A Survey of Music Theory for the College Classroom: Diatonic Harmony

Dominant Seventh Chords

​​​​​Overview

In this chapter, we begin our examination of the role and use of seventh chords in music. With a single exception that will be discussed in Nondominant Seventh Chords, the presence of the seventh in a chord does not change the function of that chord within the circle of fifths progression. The addition of the seventh to a triad adds an extra dimension to the sound and creates a layer of tension that is released when the seventh chord resolves.

In addition to major and minor triads, the dominant seventh chord, which consists of a major triad with a minor seventh (Mm7), is one of the most recognizable and significant chords in the western music tradition during the Baroque, Classical, and Romantic periods. The dominant seventh chord has a strong, forward directed sound that provides extra impetus in a progression.

Not all major-minor seventh chords are built on the dominant scale degree. For example, the VII7 in natural minor and the IV7 in melodic minor are also dominant seventh sound types but do not share the function of the V7 in relation to the tonic chord. These chords will be discussed in the chapter covering Nondominant Seventh Chords.

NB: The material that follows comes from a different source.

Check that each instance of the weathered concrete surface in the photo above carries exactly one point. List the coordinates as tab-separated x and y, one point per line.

While we will primarily study and apply these chords through SATB part-writing, a survey of music from across the literature for piano, orchestra, and choir reveals that the following guidelines for the resolutions of the various chord tones within a V7 are generally applied.

Root Position

Resolution of the root position V7 to I (i) or vi (VI):

  • Resolve the seventh of the chord (scale degree \(\hat{4}\)) down by step to scale degree \(\hat{3}\).
  • Leading tones placed in outer voices must resolve up to the tonic. This results in an incomplete tonic chord with a tripled root and a single third. This option is only available when the V7 is progressing to the final chord in an example.
  • If you wish to write a complete Vto a complete tonic chord, place the leading tone in an inner voice in the V7and resolve it down to the fifth of the tonic chord. Inner voice leading tones can be resolved up to tonic resulting in a tripled root (final chord only) or can be resolved down to the fifth of the I (i) chord which allows for a complete I (i) chord.
  • Scale degree \(\hat{2}\) (the fifth of the V7) resolves down to tonic.
  • Root position V7 chords can be resolved to I6 (i6) chords.
  • In a V7 to vi (VI) deceptive progression, the third of the vi (VI) chord will be doubled.

  

root position dominant to tonic and submediant chords

Incomplete V7 chords are perfectly acceptable within a four-part texture. The usual practice is to omit the fifth and double the root, and though it is possible to omit the third and double the root, this is very rare. Incomplete V7chords will progress to complete I (i) chords, and common tones should be kept. Please note that incomplete V7 chords in SATB writing cannot be correctly resolved in a deceptive progression and should not be used.

resolution of root position V7

Approach to the Seventh

Composers have approached the seventh of a chord in four ways. These approaches can be used in any voice within the texture but are illustrated below in the alto voice and using root position V7 chords. These approaches to the seventh can also be used in the leading tone and nondominant seventh chords that will be discussed later in this text. The most common of these approaches to the seventh are the first two.

  • As a passing tone figure – the seventh of the chord is approached by step from above.
  • As a suspension tone figure – the seventh of the chord is approached by the same tone.
  • As a neighbor tone figure – the seventh of the chord is approached by step from below.
  • As an appoggiatura figure – the seventh of the chord is approached by leap from below.

approaches to the seventh

First Inversion

The first inversion V7 is the most common of the inversions. The resolution is straightforward and is as follows:

  • The seventh of the chord resolves down by step.
  • The leading tone in the bass will resolve up to the tonic.
  • The supertonic resolves to the tonic.
  • The common tone is kept.

resolution of first inversion V7

Second Inversion

The second inversion V7 is sometimes used as passing chord to fill in the gap of a third in the bass line in the manner of a passing V64:

  • The seventh of the chord resolves down by step.
  • The leading tone resolves up to tonic.
  • When resolving the V43 to a I (i), the supertonic resolves to the tonic.
  • When resolving the V43 to a I6 or i6 (i.e., when used as a passing chord), the supertonic will resolve up to the mediant.
  • The common tone is kept.

resolution of second inversion V7

Third Inversion

Third inversion V7 chords almost always progress to a I6 (i6) chord, with the seventh of the chord resolving to the third of the inverted I (i) chord.

  • The seventh of the chord in the bass will resolve down by step to the third of the I6 (i6).
  • The leading tone resolves up to the tonic.
  • The supertonic resolves to the tonic.
  • The common tone is kept.
  • Cadential or passing six-four chords may be used.